Les barbares, dans leurs invasions, anéantirent en grand nombre les collections littéraires existant des villes qu'ils pillaient. Les Romains ont brûlé les livres des juifs, des chrétiens et des païens, et les chrétiens ont brûlé les livres des païens et des juifs. Le plupart des livres d'Origène et des anciens hérétiques ont été brûlés par les chrétiens. Le Cardinal Ximénès, à la prise de Grenade, fit jeter au feu 5000 Alcorans.(voir Coran)
Les puritains. En Angleterre, au commencement de la Réforme, une multitude de monastères et d'anciens monuments religieux furent détruits par les flammes.
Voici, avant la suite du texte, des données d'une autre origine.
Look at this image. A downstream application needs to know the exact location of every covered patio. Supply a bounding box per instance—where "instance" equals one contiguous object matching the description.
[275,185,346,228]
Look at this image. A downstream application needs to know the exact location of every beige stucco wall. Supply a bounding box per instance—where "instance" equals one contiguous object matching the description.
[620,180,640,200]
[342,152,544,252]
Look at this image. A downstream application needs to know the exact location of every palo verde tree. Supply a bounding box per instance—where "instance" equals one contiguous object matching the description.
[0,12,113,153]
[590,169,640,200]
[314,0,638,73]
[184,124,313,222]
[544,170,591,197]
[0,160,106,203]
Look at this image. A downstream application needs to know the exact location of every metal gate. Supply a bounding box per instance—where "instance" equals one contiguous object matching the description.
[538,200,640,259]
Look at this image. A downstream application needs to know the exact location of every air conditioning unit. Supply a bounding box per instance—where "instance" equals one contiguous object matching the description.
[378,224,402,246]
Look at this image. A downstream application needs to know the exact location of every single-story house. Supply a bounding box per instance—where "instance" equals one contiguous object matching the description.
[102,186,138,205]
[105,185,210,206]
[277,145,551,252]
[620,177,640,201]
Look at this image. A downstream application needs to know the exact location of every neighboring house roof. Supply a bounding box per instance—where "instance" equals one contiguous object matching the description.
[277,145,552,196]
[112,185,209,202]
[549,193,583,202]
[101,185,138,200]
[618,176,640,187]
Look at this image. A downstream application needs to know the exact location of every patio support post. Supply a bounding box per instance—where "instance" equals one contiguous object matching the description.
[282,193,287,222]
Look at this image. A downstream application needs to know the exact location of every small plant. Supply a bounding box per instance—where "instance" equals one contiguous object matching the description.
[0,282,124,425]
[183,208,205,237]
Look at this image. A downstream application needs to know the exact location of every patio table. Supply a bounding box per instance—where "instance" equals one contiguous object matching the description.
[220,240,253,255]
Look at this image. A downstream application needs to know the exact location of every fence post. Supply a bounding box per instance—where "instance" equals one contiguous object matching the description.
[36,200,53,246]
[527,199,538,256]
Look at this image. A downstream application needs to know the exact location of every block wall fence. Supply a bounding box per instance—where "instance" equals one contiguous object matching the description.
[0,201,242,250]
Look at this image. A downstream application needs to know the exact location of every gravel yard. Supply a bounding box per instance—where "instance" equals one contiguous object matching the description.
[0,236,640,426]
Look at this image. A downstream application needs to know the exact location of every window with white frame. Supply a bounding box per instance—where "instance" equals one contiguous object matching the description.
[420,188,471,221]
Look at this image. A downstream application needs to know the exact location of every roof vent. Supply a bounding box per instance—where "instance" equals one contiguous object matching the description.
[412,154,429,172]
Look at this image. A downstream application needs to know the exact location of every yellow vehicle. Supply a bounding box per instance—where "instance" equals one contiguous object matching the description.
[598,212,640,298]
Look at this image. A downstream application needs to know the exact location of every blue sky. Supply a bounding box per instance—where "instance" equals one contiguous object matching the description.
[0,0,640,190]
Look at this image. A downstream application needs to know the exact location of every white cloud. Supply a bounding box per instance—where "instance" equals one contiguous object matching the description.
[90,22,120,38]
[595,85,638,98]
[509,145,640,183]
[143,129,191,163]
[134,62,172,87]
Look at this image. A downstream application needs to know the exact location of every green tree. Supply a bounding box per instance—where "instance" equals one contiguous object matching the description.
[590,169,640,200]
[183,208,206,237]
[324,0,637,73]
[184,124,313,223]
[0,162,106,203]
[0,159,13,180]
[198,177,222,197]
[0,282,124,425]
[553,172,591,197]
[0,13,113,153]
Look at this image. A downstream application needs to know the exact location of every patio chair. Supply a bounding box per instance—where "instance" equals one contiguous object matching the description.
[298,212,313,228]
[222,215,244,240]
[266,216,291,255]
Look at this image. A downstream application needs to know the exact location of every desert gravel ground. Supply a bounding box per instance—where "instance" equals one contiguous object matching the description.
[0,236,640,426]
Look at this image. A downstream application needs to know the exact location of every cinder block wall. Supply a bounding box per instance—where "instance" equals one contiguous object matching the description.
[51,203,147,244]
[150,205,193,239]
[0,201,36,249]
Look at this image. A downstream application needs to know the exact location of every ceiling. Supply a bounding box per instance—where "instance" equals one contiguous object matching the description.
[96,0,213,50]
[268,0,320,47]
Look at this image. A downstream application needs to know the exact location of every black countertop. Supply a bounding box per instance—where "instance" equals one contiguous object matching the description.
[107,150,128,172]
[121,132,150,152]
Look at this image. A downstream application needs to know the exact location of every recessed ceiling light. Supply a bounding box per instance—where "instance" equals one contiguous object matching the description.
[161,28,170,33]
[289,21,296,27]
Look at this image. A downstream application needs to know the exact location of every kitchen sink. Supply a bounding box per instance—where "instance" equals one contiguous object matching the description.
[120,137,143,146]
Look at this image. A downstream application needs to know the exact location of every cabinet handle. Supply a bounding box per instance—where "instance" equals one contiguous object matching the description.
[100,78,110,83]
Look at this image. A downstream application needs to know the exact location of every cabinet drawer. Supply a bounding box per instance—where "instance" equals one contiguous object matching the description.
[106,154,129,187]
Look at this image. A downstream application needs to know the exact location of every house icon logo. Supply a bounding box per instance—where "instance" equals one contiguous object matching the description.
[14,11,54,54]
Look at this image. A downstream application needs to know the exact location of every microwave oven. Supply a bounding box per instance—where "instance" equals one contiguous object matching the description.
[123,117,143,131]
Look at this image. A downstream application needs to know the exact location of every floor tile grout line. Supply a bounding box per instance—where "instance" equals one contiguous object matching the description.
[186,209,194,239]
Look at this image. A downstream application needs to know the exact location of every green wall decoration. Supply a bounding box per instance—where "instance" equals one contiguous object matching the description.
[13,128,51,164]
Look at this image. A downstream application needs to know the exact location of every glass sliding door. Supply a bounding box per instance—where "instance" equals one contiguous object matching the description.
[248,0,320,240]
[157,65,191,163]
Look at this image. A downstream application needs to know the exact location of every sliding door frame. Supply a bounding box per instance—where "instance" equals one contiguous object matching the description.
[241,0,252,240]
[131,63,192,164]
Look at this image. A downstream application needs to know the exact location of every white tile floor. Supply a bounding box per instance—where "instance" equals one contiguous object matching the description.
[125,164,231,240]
Un évêque anglais mit le feu aux archives de son église, et Cromwell, dans les derniers temps, brûla la bibliothèque d'Oxford, qui était une des plus curieuses de l'Europe.
- Lithographie
- Art de reproduire par l'impression, des dessins tracés avec un corps gras sur une pierre calcaire à grain très fin et homogène. Gravure imprimée par ce procédé (utilisé à partir de 1796).
- Livre de raison
- Sorte de journal tenu jadis par les chefs de famille.
- Livres d'Heures
- Sous ce nom, on publiait à Paris des ouvrages manuscrits richement enluminés avant l'invention de l'imprimerie ; puis ceux-ci furent imprimés à la fin du XVIe siècle. Cette désignation française est également appliquée dans la bibliographie étrangère. Ces livres qui étaient destinés aux laïcs contenaient les dates du calendrier, des fragments des évangiles, etc. Citons le célèbre Livre d'Heures du Duc de Berri. Paru en 1403, illustré par Van Eyck ; ces livres n'avaient pas de pagination, on les composait en gothique, en romain et en italique ; leurs imprimeurs étaient Simon Vostre, Vérard, Pigouchet, Kerver, tous à Paris.
- Livres imprimés en français
- En 1543, François 1er nomma un troisième imprimeur royal, Denis Janot, pour imprimer en langue française, car il ne voulait pas que le latin continuât de prévaloir dans les livres.
La plus ancienne impression typographique d'un livre écrit en langue française est celle d'une traduction de la Légende Dorée, imprimée à Lyon, par Barthélemy Buyer, le 18 avril 1476 . Elle est donc antérieure de neuf mois environ à l'édition française des Chroniques de France (ou de Saint-Denis), premier ouvrage français en trois tomes qui ait été imprimé à Paris, par Pasquier-Bonhomme et qui porte la date du 16 janvier 1476 (vieux style), ce qui correspond au 16 janvier 1477 (nouveau style); ce sont là les seules dates certaines. Dans une vente à Paris, le 17 juin 1937, ces trois volumes furent vendus dix-sept mille cent francs. Pour les autres livres français que l'on a considérés comme imprimés antérieurement à 1476 (par exemple, Les Merveilles du Monde, Lyon, mêmes caractères que la Légende Dorée), il n'existe que des présomptions.
Le second livre édité en français parut en 1480 dans le format in-4 ; tiré sur les presses de Le Caron, il porte pour titre : L'Aiguillon de l'Amour Divin. Citons encore La Mer des Histoires, imprimé à Paris (1487-1488), par Pierre Le Rouge, en français et en caractères gothiques.